[Bug]: Compressed chunks getting inflated after upgrading to 2.12.2 #6255

fetchezar · 2023-10-31T13:04:16Z

What type of bug is this?

Unexpected error

What subsystems and features are affected?

Background worker, Compression

What happened?

Hi! I'm following up after reporting this on the Timescale Slack server. This issue prevents normal function of the automatic compression policies, safe ingestion of old data into the architecture, and due the exponential increase in disk size, problems in keeping the database and streaming replicas working.

After upgrading from 2.10.0 to 2.12.2, it seems like the compression policy worker is "inflating" old compressed chunks without doing anything, and seemingly failing on a deadlock while doing so. The behavior we see is the worker grabbing a partially compressed chunk, "inflating" the related uncompressed chunk table to its previously uncompressed size, and then failing to recompress anything, with a deadlock error showing in the log.
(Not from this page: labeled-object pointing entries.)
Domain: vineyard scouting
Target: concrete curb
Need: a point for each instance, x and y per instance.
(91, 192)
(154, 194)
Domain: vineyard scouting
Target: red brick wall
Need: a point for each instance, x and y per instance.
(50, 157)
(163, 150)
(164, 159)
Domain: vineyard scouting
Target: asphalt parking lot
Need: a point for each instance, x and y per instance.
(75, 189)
In the Postgres log it seems I'm also missing some exception details from these two exception handlers here:

timescaledb/sql/policy_internal.sql

Line 115 in 98623ea

USING DETAIL = format('Message: (%s), Detail: (%s).', _message, _detail),

timescaledb/sql/policy_internal.sql

Line 126 in 98623ea

USING DETAIL = format('Message: (%s), Detail: (%s).', _message, _detail),

Looks like _message and _detail aren't set unlike the block above here:

timescaledb/sql/policy_internal.sql

Line 101 in 98623ea

USING DETAIL = format('Message: (%s), Detail: (%s).', _message, _detail),

Thus the log mentioning the deadlock message in one case, but empty "()" details and messages in the others.
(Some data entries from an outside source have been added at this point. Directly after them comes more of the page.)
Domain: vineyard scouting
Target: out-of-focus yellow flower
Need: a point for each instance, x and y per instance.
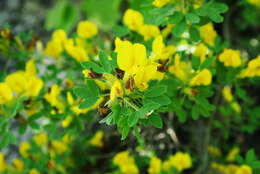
(160, 50)
(255, 2)
(230, 57)
(59, 36)
(236, 107)
(6, 94)
(116, 91)
(34, 171)
(59, 147)
(160, 3)
(53, 49)
(253, 68)
(201, 52)
(23, 149)
(53, 96)
(149, 31)
(180, 68)
(202, 78)
(18, 164)
(226, 92)
(96, 140)
(126, 163)
(244, 169)
(41, 139)
(133, 19)
(87, 29)
(208, 33)
(214, 151)
(155, 166)
(232, 154)
(2, 163)
(76, 51)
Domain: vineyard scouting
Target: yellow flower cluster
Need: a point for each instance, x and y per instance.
(208, 33)
(132, 59)
(126, 163)
(180, 161)
(160, 3)
(134, 20)
(231, 168)
(253, 68)
(155, 166)
(96, 140)
(21, 83)
(76, 48)
(230, 58)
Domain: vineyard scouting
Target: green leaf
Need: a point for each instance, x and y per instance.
(105, 62)
(179, 29)
(156, 91)
(176, 18)
(92, 65)
(194, 34)
(155, 120)
(90, 94)
(192, 17)
(120, 31)
(132, 119)
(195, 62)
These are the statistics of one of the partially compressed chunks for example:

An uncompressed chunk is roughly 14GB, 4 days of data, ~30 million rows per day, ~120 million rows total over the span of the chunk, which ends up compressed to 900MB. It's a very narrow schema, the table definition is the following, with the compression segmented by the id column:

 CREATE TABLE public.sample (
	id int8 NOT NULL,
	tstamp timestamptz NOT NULL,
	value_int64 int8 NULL,
	value_double float8 NULL,
	value_float float4 NULL,
	value_bool bool NULL,
	quality bool NOT NULL,
	CONSTRAINT sample_pkey PRIMARY KEY (id, tstamp),
	CONSTRAINT sample_id_fkey FOREIGN KEY (id) REFERENCES public.signal_base(id)
);

The amount of ids present in a single chunk is in the order of 300k, which gives us around 400 rows per signal id on average. We have these chunks with very, very few sporadic inserts of old data. A couple hundred rows inserted, compared to the existing ~120 million rows in the span of the entire chunk. From what I see around 10 chunks are partially compressed, from the couple hundred we have in total.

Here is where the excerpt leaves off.